Ce n’est pas facile de tomber dans une poule comprenant le Cameroun, la Côte d’Ivoire et le Mali. Mais, comme on dit, tant qu’il y a de la vie, il y a de l’espoir. Rien n’est impossible en football. En tout cas, la Guinée n’a rien à perdre, elle est outsider. La pression est sur les favoris. En tout cas, on ne doit pas avoir peur. On a tenu tête au Ghana, l’une des meilleures sélections en Afrique, en faisant match nul à Casablanca durant les éliminatoires et on s’est imposé avec la manière au Togo. C’est une signe qui ne trompe pas. En tout cas, au pays, le peuple est optimiste. A Conakry, les gens encouragent la sélection et croient en elle. Même si on affronte le Brésil ou la France, tout le monde est convaincu de la victoire du Syli.

Qui sont les favoris de la CAN selon toi ?

C’est compliqué de dégager un favori parce que le niveau global est relevé, mais je miserai une petite pièce sur le Cameroun. Ils ont bien rebondi après leur Coupe du monde ratée et se sont repris. En plus, c’est une équipe que j’apprécie avec la Côte d’Ivoire et le Nigeria. L’Algérie a aussi de bonnes chances. La Guinée, si elle sort de sa poule, peut atteindre la finale. J’en suis convaincu.
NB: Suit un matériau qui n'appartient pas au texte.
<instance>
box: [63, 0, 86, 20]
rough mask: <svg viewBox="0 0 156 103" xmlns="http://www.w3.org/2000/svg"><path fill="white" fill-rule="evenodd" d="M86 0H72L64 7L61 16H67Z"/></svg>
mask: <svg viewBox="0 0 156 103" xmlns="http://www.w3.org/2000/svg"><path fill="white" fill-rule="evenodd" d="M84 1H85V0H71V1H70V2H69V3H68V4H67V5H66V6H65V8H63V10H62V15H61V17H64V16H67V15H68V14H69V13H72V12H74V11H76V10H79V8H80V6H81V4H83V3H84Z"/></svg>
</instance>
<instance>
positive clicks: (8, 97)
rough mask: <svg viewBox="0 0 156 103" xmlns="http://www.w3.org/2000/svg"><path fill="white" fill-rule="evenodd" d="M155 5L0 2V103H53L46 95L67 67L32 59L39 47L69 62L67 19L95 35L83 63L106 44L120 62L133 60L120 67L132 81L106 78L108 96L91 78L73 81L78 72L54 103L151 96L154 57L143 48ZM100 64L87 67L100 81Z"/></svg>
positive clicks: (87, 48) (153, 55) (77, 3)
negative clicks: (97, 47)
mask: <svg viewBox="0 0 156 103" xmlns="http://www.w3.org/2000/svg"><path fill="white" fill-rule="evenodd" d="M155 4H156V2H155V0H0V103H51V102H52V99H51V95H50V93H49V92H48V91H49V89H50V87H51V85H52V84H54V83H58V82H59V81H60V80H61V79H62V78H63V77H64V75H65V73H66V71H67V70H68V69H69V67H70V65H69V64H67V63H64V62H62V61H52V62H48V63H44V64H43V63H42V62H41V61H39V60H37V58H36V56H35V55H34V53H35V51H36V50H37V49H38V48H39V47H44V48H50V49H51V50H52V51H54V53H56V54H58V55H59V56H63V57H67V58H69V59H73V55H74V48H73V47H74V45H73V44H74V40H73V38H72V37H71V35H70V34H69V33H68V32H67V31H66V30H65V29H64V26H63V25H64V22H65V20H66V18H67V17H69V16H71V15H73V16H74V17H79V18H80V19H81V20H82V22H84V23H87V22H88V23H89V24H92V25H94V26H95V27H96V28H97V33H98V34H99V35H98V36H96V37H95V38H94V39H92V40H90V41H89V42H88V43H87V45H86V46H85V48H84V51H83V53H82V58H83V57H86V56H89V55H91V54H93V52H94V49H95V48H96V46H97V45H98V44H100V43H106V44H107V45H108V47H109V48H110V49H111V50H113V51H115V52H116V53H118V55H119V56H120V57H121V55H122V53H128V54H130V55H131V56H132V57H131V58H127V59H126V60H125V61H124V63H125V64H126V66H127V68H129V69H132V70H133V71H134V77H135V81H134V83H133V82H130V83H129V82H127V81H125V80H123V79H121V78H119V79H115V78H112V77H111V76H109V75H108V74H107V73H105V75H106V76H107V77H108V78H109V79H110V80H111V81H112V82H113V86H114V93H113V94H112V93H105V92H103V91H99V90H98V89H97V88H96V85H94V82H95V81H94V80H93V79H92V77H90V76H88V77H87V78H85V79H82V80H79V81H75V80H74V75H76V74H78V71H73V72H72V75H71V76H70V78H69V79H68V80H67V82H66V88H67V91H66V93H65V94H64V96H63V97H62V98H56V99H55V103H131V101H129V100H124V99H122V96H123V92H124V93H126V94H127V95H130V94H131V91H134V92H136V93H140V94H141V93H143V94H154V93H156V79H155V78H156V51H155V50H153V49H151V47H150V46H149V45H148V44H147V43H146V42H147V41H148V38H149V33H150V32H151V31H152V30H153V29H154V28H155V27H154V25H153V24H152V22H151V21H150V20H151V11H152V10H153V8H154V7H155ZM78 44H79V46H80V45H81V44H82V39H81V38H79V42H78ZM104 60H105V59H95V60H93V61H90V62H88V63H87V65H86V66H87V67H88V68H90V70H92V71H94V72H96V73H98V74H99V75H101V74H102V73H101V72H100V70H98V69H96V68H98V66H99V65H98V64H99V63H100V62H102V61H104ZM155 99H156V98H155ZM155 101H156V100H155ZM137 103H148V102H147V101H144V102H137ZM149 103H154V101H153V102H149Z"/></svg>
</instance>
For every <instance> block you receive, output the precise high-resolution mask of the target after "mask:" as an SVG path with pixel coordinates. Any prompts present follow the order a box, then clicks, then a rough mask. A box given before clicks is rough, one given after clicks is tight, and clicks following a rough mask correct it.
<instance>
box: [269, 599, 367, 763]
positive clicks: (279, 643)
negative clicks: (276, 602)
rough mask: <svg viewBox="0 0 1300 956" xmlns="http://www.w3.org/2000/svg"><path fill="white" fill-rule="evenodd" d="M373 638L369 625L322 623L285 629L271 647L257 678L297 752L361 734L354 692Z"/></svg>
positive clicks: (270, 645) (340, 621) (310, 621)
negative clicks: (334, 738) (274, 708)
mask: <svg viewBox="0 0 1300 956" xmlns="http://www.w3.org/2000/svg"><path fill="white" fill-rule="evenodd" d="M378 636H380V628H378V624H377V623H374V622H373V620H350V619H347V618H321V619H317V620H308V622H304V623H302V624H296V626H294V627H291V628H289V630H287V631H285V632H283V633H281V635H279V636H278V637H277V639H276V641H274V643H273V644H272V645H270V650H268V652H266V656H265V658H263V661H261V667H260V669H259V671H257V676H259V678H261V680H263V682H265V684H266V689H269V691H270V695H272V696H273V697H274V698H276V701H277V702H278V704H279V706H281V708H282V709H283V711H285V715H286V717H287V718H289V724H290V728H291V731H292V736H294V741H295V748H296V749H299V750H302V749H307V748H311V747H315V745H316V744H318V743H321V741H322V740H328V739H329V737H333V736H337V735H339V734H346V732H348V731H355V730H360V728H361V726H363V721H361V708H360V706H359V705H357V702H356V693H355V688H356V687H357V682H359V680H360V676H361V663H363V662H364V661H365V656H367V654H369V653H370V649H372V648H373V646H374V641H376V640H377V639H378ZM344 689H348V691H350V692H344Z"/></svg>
Qu’est-ce qui manque au football guinéen pour s’imposer durablement dans le top africain ?

Du sérieux, de la discipline. Et je ne parle pas que des joueurs. C’est valable pour tout le monde. Des dirigeants au staff en passant par le personnel de la fédération. Il faut changer nos mentalités. En Europe, tout est en place et chacun s’occupe de ce qu’il a à faire. Les joueurs jouent, les entraîneurs entraînent, les dirigeants dirigent. En Afrique, tout est mélangé. Ce n’est pas aux joueurs de gérer des problèmes de réservations ou de se battre à l’aéroport pour obtenir des visas.

A quand un pays africain vainqueur de la Coupe du monde ?

Ce n’est pas pour maintenant. Il nous faut un peu plus de modestie. Il faut rester humble. Chez nous, après deux bons matchs, le gars se prend déjà pour Zidane. Mais, Zizou a duré dix ans. Après, ça fait partie de l’humain, il ne le fait même pas exprès. C’est presque naturel, mais il faut corriger cela pour progresser.